The example given in the README is:
Or lets say you didn't have access to the IO object that contained JSON data, but instead only had access to chunks of it at a time. No problem!
(Assume we're in an EventMachine::Connection instance)
def post_init
@parser = Yajl::Parser.new(:symbolize_keys => true)
end
def object_parsed(obj)
puts "Sometimes one pays most for the things one gets for nothing. - Albert Einstein"
puts obj.inspect
end
def connection_completed
# once a full JSON object has been parsed from the stream
# object_parsed will be called, and passed the constructed object
@parser.on_parse_complete = method(:object_parsed)
end
def receive_data(data)
# continue passing chunks
@parser << data
end
Or if you don't need to stream it, it'll just return the built object from the parse when it's done. NOTE: if there are going to be multiple JSON strings in the input, you must specify a block or callback as this is how yajl-ruby will hand you (the caller) each object as it's parsed off the input.
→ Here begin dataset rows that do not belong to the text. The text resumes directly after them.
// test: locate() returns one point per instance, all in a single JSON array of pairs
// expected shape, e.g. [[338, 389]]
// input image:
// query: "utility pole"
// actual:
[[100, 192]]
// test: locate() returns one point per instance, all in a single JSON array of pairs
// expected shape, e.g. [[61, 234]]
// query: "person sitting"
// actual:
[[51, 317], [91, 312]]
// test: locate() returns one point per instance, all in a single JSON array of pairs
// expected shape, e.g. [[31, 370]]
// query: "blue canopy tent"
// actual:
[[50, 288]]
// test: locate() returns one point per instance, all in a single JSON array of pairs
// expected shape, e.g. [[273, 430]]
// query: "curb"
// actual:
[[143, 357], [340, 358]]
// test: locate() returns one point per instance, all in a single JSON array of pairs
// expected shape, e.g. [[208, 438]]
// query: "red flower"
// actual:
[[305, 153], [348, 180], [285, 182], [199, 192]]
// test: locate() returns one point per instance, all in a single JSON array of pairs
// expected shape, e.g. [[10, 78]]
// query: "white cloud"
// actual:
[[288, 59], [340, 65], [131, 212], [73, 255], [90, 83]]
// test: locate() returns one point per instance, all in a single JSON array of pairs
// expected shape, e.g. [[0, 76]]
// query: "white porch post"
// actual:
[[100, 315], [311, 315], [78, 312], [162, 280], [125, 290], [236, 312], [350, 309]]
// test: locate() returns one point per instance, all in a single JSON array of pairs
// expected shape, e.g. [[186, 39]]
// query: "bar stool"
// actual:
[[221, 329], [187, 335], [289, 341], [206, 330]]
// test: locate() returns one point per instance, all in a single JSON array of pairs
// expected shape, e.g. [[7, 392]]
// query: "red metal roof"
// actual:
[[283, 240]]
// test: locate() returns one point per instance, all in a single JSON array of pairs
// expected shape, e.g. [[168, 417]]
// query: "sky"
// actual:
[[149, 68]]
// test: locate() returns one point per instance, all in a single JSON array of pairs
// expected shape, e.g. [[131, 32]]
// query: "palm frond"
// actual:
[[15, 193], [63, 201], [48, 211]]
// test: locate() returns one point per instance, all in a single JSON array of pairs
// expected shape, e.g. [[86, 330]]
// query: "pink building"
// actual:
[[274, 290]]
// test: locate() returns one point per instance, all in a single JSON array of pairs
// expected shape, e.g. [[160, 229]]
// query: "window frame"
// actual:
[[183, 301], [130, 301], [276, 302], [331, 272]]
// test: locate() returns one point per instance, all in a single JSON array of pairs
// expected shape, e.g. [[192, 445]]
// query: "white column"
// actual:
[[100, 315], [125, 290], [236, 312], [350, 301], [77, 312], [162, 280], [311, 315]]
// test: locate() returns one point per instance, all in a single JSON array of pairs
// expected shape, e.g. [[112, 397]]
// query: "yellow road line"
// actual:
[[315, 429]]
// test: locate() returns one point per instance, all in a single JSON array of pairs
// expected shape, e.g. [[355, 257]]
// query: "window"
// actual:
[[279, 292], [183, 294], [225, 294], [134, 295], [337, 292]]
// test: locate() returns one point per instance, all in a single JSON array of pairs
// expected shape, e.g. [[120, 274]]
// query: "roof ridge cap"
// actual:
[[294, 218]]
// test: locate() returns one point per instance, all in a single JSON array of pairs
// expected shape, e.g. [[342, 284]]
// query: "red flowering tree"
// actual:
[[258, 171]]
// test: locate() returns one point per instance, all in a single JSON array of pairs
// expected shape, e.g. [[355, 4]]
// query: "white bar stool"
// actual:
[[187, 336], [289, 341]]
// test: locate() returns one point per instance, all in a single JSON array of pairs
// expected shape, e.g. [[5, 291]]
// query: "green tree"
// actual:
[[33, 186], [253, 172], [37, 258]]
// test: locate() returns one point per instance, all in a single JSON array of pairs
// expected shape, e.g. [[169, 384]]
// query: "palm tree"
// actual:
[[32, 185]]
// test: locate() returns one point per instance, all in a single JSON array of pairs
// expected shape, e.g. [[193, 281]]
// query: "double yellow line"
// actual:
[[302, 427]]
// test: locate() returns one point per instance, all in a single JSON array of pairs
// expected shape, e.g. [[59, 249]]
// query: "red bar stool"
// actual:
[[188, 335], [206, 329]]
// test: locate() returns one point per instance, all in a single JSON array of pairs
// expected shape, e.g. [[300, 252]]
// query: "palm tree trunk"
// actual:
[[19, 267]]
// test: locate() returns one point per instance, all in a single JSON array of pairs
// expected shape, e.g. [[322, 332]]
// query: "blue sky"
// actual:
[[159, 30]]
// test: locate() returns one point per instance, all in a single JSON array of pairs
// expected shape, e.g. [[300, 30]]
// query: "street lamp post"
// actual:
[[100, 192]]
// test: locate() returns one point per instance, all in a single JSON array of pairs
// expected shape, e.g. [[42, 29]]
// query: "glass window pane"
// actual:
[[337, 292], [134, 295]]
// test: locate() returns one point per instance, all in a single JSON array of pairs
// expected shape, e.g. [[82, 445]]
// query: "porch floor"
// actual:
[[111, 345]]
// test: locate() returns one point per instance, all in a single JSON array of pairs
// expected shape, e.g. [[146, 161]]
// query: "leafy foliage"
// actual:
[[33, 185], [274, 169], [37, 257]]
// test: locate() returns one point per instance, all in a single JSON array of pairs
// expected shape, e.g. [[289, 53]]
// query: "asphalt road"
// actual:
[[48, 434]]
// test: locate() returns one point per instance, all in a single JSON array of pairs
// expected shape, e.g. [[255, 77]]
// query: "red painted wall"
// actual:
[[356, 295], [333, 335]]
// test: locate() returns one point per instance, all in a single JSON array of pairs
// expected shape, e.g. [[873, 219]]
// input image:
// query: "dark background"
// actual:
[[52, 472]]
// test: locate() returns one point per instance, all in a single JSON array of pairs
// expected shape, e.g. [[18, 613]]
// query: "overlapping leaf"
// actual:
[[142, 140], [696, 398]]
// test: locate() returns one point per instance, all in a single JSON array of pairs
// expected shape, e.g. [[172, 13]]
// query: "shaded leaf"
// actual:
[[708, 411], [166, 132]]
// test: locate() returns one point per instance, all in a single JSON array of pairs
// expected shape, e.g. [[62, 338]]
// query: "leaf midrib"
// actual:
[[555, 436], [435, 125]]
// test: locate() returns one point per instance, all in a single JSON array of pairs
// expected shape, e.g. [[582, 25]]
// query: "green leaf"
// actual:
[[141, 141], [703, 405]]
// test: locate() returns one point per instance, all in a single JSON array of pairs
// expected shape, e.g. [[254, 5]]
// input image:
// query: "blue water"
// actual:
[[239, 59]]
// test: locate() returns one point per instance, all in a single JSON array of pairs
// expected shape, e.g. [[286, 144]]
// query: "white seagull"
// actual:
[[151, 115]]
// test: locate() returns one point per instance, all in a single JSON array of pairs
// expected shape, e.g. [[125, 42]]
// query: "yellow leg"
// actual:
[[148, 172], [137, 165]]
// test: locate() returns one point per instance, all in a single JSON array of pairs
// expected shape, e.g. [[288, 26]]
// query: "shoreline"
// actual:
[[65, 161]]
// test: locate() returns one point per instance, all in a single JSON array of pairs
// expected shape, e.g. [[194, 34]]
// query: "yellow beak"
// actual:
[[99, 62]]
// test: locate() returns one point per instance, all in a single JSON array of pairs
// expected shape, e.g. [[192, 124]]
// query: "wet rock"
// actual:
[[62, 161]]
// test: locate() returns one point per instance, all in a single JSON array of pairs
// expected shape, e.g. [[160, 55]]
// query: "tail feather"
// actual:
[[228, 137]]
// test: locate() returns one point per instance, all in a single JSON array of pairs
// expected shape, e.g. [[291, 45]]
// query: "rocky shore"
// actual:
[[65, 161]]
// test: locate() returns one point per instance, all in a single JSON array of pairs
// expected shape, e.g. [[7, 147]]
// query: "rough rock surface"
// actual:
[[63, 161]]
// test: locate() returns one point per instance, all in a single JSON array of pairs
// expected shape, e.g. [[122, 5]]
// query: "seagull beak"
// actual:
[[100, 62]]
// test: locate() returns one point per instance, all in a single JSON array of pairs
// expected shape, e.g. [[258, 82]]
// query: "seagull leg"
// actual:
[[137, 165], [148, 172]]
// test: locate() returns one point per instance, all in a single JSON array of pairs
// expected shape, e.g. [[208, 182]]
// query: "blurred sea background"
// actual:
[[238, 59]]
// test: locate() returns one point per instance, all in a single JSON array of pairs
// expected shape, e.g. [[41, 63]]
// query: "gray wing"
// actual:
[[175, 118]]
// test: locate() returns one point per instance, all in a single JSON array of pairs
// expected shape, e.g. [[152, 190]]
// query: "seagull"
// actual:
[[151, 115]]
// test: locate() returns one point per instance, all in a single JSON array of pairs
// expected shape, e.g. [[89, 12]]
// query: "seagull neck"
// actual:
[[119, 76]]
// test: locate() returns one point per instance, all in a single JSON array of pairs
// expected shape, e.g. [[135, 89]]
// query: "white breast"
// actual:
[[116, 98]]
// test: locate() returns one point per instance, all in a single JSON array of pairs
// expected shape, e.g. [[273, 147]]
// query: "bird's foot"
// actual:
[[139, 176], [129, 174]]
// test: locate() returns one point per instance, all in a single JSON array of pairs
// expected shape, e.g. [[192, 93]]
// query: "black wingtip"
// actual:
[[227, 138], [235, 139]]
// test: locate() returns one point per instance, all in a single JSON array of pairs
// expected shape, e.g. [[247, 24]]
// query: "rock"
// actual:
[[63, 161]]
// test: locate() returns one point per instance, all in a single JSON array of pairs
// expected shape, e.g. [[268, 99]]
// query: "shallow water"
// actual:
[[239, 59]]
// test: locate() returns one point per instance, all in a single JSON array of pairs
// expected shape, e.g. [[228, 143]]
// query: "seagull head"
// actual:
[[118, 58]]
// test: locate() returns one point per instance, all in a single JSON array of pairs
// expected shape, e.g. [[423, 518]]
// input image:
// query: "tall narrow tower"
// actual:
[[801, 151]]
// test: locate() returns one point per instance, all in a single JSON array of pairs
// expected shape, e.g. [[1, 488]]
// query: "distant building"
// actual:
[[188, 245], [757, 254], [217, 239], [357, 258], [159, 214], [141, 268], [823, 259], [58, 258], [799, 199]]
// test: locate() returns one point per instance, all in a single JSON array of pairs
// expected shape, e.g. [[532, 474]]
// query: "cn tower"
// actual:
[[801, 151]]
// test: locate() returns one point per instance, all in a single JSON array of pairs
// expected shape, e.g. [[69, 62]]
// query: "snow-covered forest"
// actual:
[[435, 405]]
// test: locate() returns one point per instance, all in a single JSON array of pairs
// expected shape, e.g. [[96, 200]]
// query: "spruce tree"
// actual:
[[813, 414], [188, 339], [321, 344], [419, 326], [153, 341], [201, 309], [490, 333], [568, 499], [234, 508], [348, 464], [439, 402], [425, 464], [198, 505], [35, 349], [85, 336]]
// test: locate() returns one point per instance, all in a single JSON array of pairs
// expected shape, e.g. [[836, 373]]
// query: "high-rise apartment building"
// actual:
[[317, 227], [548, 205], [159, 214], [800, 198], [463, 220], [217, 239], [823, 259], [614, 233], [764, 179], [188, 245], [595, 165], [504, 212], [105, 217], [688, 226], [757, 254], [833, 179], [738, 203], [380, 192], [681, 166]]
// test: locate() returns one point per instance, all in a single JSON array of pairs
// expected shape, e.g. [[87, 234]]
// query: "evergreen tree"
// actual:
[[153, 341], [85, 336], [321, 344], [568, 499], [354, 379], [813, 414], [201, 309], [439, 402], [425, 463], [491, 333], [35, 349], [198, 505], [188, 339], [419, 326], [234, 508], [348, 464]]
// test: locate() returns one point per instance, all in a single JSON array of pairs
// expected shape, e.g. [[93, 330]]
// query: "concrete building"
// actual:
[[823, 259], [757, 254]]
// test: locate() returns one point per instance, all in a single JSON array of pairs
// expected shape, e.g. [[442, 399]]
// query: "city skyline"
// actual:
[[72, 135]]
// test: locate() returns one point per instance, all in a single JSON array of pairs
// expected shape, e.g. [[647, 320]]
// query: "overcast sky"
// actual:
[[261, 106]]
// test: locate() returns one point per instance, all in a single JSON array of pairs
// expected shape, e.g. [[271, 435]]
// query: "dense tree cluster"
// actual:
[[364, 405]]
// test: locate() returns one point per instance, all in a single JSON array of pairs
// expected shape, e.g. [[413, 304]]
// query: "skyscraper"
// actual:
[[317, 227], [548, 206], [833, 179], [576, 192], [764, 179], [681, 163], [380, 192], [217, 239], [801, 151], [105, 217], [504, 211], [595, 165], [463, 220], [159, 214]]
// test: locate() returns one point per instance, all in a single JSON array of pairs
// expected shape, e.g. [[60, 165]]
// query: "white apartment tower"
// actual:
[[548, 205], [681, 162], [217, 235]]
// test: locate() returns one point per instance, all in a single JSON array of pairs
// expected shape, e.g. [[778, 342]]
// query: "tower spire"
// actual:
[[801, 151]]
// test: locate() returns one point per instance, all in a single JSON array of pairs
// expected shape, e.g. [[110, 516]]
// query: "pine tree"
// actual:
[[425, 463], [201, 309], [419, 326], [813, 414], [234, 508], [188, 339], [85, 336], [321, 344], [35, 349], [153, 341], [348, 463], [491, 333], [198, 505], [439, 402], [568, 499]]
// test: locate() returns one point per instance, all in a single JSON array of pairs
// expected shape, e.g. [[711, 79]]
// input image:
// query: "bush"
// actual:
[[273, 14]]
obj = Yajl::Parser.parse(str_or_io)
One way or another, you have to parse only a subset of your JSON data at a time. Otherwise, you are simply instantiating a giant Hash in memory, which is exactly the behavior you describe.
Without knowing what your data looks like and how your JSON objects are composed, it isn't possible to give a more detailed explanation than that; as a result, your mileage may vary. However, this should at least get you pointed in the right direction.